Chandler Bond Market Review

Market Summary August 2012

Treasury rates declined moderately in July as domestic economic activity weakened and concerns remained about the European sovereign debt crisis. The Treasury yield curve also flattened as longer term rates fell more than shorter term rates. The financial markets continued to be supported by the expectation of additional measures to stimulate economic growth from global central banks.

The domestic economy has slowed and we believe downside risks remain. Uncertainty regarding the European debt crisis continues to create significant volatility in the financial markets, and concerns about the U.S. reaching a “fiscal cliff” are rising here in the U.S. The July employment report showed that the economy added a better than expected 163,000 jobs. The report reverses four months of disappointing jobs reports and may be more indicative of the underlying trend in the labor markets. While we still expect positive GDP growth over the next few quarters, we believe growth is likely to be quite sluggish.

In August, the Federal Reserve Open Market Committee left policy rates unchanged at a range of 0-0.25% and was more cautious about its outlook for the economy. The Fed said it “will closely monitor incoming information on economic and financial developments and will provide additional accommodation as needed to promote a stronger economic recovery and sustained improvement in labor market conditions in a context of price stability.” Financial market participants interpreted that the FOMC statement signaled a greater likelihood of further monetary policy stimulus in the future.

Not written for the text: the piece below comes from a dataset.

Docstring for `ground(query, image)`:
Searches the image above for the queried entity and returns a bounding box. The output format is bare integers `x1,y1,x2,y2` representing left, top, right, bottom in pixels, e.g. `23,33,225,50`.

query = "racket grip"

Treasury Yields August 2012


This report is provided for general information purposes only and should not be construed as specific legal, tax, or financial planning advice. All opinions and views constitute judgments or relevant information as of the date of writing and such information may become outdated or superseded at any time without notice. This report is not intended to constitute an offer, solicitation, recommendation or advice regarding any securities or investment strategy. This information should not be regarded by recipients as a substitute for the exercise of their own judgment. Fixed income investments are subject to interest, credit, and market risk. Interest rate risk: the value of fixed income investments will decline as interest rates rise. Credit risk: the possibility that the borrower may not be able to repay interest and principal. Low rated bonds generally have to pay higher interest rates to attract investors willing to take on greater risk. Market risk: the bond market in general could decline due to economic conditions,especially during periods of rising interest rates.